The Crab Nebula, located 6,500 light years away in the constellation Taurus, is the remnant of a stellar explosion that occurred in 1054. At the heart of the expanding debris cloud lies a superdense neutron star that spins 30 times a second, sending pulses of radiation towards the Earth, rather like the sweeping beam of a lighthouse.


A Hubble visible light image of the Crab Nebula inset against a full-sky gamma ray map showing the location of the nebula (crosshairs).
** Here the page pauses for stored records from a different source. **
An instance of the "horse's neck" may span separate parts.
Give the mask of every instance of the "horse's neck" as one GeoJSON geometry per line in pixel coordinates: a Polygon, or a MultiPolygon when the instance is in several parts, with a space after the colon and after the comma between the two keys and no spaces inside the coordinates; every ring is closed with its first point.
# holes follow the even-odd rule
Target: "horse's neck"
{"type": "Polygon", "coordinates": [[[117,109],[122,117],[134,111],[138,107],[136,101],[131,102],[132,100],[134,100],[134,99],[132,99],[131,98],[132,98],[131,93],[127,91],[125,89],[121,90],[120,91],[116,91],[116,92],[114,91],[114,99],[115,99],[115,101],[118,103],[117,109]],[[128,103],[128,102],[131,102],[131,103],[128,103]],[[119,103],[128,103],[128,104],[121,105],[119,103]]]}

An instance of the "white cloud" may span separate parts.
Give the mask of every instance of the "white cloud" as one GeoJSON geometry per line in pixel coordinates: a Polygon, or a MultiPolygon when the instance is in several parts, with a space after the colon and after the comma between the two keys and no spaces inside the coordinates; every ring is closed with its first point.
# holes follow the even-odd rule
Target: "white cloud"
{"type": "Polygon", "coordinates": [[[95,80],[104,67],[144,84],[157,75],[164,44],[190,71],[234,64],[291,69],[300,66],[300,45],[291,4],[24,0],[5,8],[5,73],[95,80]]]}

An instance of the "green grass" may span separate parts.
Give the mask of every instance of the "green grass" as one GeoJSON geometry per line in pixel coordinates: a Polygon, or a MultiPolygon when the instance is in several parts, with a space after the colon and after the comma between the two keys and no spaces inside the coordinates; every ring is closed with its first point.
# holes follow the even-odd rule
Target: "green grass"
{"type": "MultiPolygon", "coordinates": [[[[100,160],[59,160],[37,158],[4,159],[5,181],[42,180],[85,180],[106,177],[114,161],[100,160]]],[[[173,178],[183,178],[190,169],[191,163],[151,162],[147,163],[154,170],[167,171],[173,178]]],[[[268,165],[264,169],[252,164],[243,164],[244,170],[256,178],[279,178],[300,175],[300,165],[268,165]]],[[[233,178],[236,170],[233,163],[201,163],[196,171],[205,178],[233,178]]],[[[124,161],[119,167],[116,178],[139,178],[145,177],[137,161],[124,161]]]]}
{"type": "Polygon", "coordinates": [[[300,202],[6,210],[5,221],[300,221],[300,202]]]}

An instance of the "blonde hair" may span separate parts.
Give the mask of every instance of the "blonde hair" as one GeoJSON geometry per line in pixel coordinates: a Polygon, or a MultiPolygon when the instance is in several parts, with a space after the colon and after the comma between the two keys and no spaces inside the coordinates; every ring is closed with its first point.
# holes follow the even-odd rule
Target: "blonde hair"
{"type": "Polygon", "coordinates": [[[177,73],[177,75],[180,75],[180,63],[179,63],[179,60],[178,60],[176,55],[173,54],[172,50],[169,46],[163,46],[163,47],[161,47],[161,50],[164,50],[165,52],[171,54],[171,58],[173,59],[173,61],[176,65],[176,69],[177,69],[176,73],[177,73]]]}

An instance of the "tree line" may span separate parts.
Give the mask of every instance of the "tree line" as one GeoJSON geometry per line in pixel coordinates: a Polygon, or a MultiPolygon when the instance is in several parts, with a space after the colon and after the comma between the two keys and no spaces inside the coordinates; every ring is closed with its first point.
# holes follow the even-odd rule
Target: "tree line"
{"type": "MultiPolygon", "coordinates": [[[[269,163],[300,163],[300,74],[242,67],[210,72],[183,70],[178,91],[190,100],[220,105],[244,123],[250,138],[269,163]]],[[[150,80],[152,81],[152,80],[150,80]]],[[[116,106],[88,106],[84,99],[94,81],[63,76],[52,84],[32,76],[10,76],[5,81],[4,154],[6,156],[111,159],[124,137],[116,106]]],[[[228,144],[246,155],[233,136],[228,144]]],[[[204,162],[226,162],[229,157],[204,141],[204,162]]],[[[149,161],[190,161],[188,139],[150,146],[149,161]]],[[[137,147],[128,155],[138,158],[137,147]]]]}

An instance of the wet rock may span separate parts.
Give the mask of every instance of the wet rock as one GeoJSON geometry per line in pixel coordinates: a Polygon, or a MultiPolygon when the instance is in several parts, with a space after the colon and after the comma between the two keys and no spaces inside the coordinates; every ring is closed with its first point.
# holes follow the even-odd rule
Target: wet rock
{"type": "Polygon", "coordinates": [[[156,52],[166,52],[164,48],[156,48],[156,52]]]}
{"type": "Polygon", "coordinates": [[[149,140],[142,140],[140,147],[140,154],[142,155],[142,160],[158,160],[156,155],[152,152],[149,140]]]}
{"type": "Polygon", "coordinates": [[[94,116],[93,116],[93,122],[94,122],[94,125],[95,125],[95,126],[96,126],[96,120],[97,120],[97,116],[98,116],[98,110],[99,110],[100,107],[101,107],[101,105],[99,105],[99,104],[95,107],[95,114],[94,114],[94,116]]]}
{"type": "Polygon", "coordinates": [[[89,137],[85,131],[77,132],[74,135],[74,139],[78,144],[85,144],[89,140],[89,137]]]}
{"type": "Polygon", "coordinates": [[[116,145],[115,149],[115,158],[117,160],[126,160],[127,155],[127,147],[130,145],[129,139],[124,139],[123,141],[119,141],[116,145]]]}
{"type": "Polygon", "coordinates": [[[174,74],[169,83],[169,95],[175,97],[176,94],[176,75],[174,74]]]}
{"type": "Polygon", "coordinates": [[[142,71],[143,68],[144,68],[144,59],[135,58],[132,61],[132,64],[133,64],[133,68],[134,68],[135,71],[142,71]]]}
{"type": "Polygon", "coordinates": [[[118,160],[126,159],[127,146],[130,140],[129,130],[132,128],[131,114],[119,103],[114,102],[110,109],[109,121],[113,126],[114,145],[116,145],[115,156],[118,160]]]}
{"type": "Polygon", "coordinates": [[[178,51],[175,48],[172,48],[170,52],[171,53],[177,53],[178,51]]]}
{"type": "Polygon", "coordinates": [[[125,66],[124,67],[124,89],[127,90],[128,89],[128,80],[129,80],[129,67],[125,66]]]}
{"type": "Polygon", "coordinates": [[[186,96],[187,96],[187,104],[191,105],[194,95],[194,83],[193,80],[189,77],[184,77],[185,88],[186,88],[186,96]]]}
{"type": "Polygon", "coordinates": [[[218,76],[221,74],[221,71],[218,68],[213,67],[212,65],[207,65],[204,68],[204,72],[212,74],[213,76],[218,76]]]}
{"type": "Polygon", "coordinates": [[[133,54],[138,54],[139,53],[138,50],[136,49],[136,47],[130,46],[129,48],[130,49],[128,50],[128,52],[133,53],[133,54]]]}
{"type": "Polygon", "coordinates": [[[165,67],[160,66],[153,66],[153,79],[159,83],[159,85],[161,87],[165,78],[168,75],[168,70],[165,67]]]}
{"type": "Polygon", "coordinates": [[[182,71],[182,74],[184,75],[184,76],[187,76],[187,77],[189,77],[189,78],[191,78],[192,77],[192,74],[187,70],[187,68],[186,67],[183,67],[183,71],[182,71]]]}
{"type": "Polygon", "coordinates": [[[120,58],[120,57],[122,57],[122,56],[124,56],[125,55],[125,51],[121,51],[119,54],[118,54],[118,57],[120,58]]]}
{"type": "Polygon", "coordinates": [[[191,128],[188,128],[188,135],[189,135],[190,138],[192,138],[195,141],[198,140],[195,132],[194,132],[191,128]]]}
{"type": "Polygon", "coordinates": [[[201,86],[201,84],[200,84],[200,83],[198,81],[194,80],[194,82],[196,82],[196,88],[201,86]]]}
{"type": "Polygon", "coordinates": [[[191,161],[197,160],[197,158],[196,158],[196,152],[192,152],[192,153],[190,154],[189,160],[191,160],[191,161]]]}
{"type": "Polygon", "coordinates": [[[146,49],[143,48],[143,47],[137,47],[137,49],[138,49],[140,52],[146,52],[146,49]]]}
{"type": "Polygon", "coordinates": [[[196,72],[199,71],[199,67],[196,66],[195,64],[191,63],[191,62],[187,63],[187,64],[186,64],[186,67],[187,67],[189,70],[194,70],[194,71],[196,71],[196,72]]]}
Image: NASA.

Several short-lived gamma-ray flares emanating from the Crab Nebula remnant had been detected by various space observatories since 2009 – and since the start of this year changes in X-ray brightness had also been noted – but on 12 April, NASA's Fermi and the Italian Space Agency's AGILE satellite watched as a "superflare" reached 30 times the background value of the remnant's gamma-ray output. A second, even brighter, flare erupted on 16 April, with activity subsiding just two days later.

"These superflares are the most intense outbursts we've seen to date, and they are all extremely puzzling events," says Alice Harding at NASA's Goddard Space Flight Center. "We think they are caused by sudden rearrangements of the magnetic field not far from the neutron star, but exactly where that's happening remains a mystery."


A comparison of gamma-ray emission with energies greater than 100 million electron volts from a region of the sky centered on the Crab Nebula under "normal" conditions (left), and at the peak of the superflare, on 14 April (right). Image: NASA/DOE/Fermi LAT/R. Buehler.

During this restructuring, particles accelerated to nearly the speed of light interact with the magnetic field to produce gamma rays. Based on the observations of the April outbursts, scientists estimate that the size of the region emitting the gamma-rays must be comparable to the size of our own Solar System.

“The Crab Nebula hosts high-energy variability that we’re only now fully appreciating,” adds Fermi scientist Rolf Buehler of the Kavli Institute for Particle Astrophysics and Cosmology.